Carillion squashes talk of £400m write-down


By John Leitch

Carillion has scotched a story that appeared in the Sunday Telegraph which suggested that a £400m write-down to net assets is in the pipeline.

“Not true,” said a spokesman. “We issued a statement on the Stock Exchange this morning to say that there is no change to anything. It was a non-story.”

Everything in Carillion’s announcement to the city has been aired before, he pointed out. The clarification highlighted that:

  • Restructuring costs as a result of the Alfred McAlpine acquisition will run to £30m
  • Progress is being made towards delivering the £30m-a-year cost saving it expects to achieve from the McAlpine acquisition
  • 60% of the above have now been identified
  • the group is on track to meet its objective of bringing net debt down to £300m by the year-end.
ADVERTISEMENT
 

When Carillion bought Mowlem it took a guess at what it thought the balance sheet adjustment would be, and aired this figure.

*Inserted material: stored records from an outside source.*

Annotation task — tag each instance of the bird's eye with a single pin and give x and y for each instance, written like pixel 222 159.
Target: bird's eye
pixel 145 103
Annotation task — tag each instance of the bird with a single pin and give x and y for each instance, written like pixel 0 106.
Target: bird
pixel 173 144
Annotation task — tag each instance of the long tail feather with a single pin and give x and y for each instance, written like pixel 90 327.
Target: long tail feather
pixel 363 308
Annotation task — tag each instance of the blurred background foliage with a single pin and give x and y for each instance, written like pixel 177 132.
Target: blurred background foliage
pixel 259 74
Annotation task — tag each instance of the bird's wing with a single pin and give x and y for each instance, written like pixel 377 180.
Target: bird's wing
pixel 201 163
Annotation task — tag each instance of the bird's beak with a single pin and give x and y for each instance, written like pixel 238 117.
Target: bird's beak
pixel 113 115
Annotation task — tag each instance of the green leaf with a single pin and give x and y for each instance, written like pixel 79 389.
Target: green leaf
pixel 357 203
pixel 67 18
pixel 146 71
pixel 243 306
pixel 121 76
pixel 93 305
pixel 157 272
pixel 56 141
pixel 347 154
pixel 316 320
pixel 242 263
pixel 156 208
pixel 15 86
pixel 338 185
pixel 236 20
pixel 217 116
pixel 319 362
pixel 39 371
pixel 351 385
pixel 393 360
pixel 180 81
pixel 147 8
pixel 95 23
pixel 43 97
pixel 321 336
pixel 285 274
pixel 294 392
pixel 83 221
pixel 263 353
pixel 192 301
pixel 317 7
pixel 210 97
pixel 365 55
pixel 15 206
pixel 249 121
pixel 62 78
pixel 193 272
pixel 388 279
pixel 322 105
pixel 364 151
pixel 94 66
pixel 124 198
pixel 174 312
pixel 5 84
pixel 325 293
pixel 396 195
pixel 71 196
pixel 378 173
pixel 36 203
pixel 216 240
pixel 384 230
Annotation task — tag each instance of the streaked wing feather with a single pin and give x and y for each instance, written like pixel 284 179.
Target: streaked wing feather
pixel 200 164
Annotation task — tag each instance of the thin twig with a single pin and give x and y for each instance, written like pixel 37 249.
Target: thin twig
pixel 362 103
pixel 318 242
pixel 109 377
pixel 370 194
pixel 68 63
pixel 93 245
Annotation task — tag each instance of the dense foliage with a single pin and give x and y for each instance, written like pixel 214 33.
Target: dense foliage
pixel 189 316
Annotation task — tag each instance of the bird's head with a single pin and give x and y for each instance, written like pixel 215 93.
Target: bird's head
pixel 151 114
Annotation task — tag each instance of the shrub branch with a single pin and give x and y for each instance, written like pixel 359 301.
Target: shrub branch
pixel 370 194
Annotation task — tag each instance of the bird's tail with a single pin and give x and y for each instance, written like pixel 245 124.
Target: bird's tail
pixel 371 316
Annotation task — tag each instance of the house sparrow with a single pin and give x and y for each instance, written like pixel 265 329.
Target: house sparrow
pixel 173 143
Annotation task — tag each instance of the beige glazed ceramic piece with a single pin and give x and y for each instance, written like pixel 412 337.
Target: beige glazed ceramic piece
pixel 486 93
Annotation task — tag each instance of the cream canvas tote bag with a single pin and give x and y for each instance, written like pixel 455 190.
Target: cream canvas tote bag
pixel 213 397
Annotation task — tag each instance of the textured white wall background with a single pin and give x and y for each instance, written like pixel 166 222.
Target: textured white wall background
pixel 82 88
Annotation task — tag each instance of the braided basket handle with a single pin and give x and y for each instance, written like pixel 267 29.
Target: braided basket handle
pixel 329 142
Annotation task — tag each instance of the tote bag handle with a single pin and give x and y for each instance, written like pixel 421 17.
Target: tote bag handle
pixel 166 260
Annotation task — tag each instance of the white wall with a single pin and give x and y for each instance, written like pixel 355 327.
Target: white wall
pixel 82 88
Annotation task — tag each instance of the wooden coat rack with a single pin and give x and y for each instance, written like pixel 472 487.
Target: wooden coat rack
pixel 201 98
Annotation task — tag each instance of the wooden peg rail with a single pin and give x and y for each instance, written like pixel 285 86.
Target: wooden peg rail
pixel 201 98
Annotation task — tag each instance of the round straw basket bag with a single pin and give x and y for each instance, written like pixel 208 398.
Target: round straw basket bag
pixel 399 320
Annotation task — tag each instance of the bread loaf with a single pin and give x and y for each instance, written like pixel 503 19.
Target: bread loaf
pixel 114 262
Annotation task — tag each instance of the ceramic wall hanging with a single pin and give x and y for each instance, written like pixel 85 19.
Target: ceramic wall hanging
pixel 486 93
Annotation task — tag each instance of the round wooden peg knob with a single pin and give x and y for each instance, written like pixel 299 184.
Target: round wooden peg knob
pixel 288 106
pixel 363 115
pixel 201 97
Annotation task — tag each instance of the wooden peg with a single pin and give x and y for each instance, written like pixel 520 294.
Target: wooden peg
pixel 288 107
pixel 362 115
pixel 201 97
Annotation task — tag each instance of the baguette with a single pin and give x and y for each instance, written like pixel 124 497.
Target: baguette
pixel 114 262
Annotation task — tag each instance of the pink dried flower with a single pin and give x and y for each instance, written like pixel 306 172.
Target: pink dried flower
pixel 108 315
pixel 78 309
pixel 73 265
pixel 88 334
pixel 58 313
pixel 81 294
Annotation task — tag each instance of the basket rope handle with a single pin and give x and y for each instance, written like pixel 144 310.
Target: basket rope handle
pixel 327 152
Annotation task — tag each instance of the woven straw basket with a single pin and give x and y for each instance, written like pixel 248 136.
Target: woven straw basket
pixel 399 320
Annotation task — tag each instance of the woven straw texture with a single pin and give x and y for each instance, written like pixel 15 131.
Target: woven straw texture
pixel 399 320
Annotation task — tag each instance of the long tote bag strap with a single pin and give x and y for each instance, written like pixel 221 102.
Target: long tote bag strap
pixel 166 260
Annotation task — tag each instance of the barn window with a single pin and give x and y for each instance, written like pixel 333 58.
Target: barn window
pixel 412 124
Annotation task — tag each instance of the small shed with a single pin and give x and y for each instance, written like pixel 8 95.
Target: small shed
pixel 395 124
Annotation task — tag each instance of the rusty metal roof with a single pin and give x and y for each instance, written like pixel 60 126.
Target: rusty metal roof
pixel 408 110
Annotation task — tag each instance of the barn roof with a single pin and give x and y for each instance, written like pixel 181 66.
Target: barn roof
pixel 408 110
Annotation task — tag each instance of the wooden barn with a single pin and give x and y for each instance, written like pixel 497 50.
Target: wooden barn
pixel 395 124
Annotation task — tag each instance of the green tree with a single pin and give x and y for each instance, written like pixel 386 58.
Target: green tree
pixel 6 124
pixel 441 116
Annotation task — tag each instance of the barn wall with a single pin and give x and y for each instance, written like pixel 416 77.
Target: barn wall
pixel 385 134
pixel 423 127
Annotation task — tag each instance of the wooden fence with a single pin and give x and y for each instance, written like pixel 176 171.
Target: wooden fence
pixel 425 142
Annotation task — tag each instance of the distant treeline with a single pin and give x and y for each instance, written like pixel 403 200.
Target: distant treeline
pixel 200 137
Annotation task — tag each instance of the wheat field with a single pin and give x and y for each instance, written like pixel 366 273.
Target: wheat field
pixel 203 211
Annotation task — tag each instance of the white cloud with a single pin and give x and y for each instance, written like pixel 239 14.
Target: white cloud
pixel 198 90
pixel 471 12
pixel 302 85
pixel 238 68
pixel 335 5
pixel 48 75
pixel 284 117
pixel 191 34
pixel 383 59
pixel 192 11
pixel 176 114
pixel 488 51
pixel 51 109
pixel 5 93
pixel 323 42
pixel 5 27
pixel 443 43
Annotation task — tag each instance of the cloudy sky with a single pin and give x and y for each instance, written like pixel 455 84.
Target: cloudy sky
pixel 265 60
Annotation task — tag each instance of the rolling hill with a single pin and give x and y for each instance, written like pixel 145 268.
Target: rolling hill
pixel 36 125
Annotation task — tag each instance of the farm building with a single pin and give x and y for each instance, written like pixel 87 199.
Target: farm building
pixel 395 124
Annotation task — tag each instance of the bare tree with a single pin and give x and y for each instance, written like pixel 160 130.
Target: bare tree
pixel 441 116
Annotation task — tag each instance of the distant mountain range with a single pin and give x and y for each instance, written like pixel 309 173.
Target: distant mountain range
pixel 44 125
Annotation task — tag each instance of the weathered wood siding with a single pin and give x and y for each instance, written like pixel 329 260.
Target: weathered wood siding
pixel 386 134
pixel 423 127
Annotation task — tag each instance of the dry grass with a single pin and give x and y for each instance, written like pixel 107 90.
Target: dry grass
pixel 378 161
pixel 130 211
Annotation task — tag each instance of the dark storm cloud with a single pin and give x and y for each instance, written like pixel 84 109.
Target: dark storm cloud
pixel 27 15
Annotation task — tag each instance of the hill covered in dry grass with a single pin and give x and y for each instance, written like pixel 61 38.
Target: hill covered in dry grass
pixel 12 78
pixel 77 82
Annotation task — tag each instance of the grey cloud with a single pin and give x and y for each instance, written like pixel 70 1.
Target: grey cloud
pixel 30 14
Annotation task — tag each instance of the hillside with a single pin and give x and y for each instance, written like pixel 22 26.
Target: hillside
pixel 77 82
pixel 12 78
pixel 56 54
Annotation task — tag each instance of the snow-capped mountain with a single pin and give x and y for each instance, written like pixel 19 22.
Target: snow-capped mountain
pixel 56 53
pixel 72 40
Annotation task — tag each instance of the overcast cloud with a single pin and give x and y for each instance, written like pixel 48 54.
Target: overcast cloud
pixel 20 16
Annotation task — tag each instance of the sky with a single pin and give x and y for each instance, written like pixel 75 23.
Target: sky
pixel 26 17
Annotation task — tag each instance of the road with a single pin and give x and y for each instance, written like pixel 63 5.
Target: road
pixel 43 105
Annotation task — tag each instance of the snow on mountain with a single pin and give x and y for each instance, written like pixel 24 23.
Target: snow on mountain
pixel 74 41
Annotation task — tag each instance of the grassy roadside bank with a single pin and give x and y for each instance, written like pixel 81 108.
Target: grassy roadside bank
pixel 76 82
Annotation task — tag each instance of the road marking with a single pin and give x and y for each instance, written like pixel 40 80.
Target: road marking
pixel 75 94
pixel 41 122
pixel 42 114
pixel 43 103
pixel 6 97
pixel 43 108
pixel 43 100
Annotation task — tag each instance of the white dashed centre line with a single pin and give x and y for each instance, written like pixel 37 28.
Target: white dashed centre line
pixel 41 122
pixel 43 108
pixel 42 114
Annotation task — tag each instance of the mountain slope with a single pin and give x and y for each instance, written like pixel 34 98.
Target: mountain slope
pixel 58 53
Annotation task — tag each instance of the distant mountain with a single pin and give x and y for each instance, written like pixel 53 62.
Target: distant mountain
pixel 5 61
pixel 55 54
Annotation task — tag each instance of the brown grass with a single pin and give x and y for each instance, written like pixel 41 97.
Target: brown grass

Once Mowlem was actually owned, it became an obligation of Carillion’s directors to accept or alter what it subsequently found within the acquired business. Such changes could be made within one year of the date of acquisition without impact on the profit-and-loss account.

When the recommended offer for Mowlem went in, Carillion thought at that time that Mowlem’s figures would need adjusting by £120m.

But once acquired, and time having moved on by four months, some of the finances on Mowlem’s big projects had “gone south big-time”. The result was that Carillion made a further adjustment of £80m.

Carillion points out the McAlpine acquisition was different from Mowlem in two ways:

  • McAlpine had no big contracts, such as Mowlem’s £400m Dublin port tunnel
  • there have been no financial surprises and what was found during due diligence has not needed subsequent adjustment.

The Sunday Telegraph’s £400m tally of hits that Carillion faced were said to include:

  • £100m reduction in the contract “settlements” anticipated from some of McAlpine’s historic jobs
  • £30m write-off against one of the two groups’ IT systems
  • £183m goodwill adjustment
  • £30m restructuring costs
  • £50m to make up McAlpine’s pension fund deficit.